ATLANTA - "I felt it was the truth all along and to hear a jury side with that was beyond description of what relief means," Doug Carl told 11 Alive News.

He's relieved because a federal jury ruled Fulton County denied him a promotion to Director of its Human Services Department in 2007 "on the basis of his race or gender".

Last Friday the jury ruled that then Fulton County Manager Thomas Andrews was pressured to hire an African-American woman instead.

The previous director was an African-American female and Carl was a deputy director with 15 years experience with Fulton County.

In his testimony, Andrews admitted referring to employees as "black marbles" and "white marbles" when making personnel decisions, but denied discriminating against Carl.
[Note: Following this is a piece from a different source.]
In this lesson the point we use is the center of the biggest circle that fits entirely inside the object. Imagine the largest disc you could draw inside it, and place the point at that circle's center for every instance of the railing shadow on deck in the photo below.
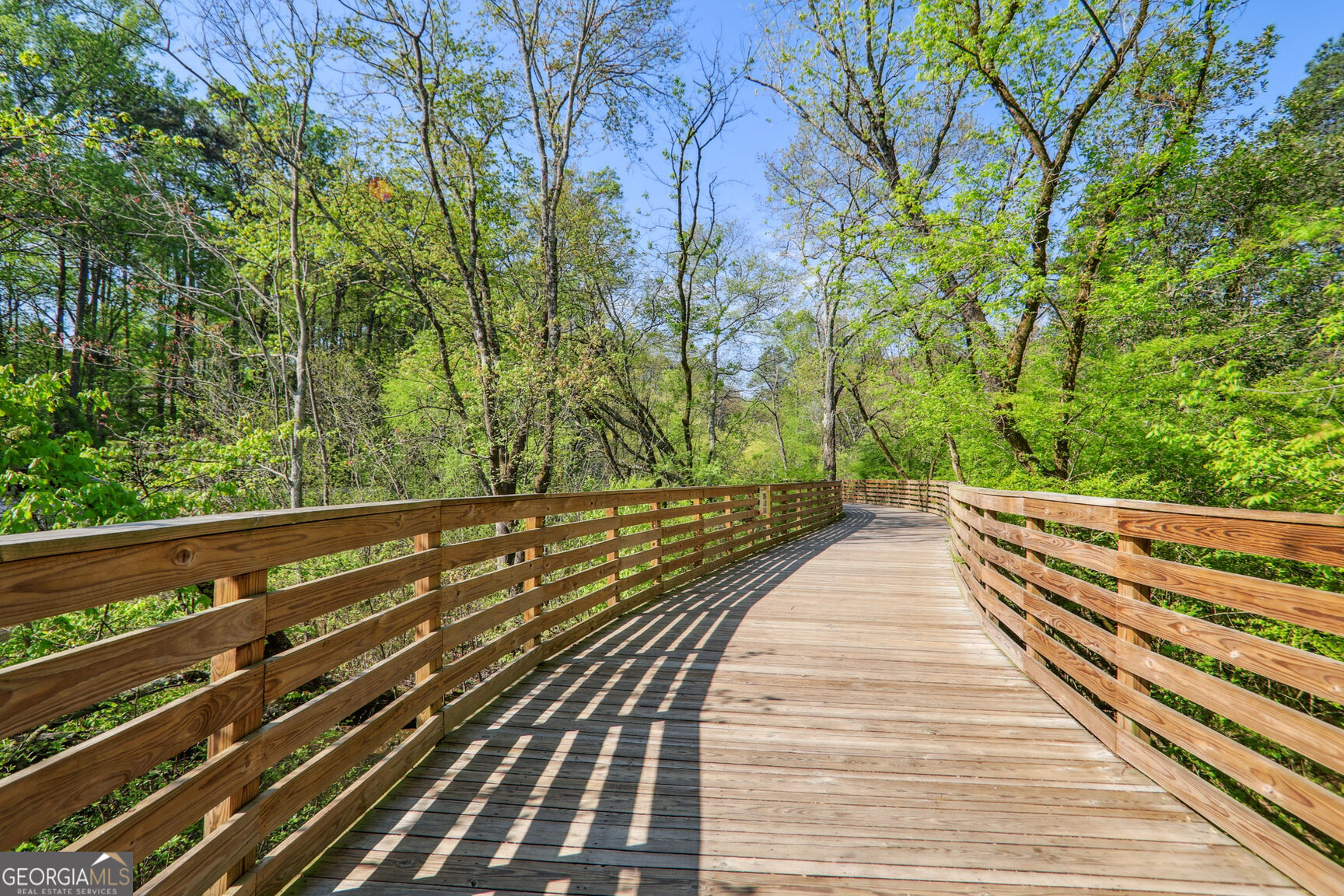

There was also second hand testimony that Fulton County Commissioner Emma Darnell supposedly said she had "too many white boys" in the Human Services Department and that she insisted a black women get the job again.

"The jury was convinced by the evidence that Emma Darnell had acted as sort of an invisible hand, guiding this process," said Carl's attorney, Andrew Coffman.

The jury awarded Carl $300,000 in lost wages and his attorneys say they will ask for twice that much more in lost future wages and legal fees.

Despite their loss, Fulton County still denies discrimination.

In an email to us, Commissioner Emma Darnell said she will talk when the case is finally over.

Meanwhile, she referred all comments to the county attorney's office.

Fulton County Attorney David Ware sent 11 Alive an email claiming, "the undisputed facts in the record established that Mr. Carl was not denied the promotion due to his race or gender, but instead due to the fact that the candidate who was hired was superior in qualifications and Mr. Carl completely blew the interview."

Ware wrote, "the statements attributed to Commissioner Darnell were admitted despite their being untrue and based on rank hearsay."

He claimed the verdict against the county was, "due to the admission of hearsay evidence and Plaintiff's direct appeal to racial prejudice."

Ware added that, "it is our expectation that the 11th Circuit Court of Appeals will set aside the verdict."

This isn't the first time Commissioner Darnell has been involved in a losing discrimination ruling against the county.

In 2004 it lost an appeal all the way to the U.S. Supreme Court of another court verdict awarding $18-million to eight librarians who claimed they were demoted because of their race.

Their attorney produced recordings of library board meetings in which members could be heard saying "there were too many whites" in management and it was "not welcoming to black folks to see so many white faces."

The librarians had accused Fulton Commissioner Emma Darnell, twelve members of the library board and the library director of removing them from management positions strictly because they were white.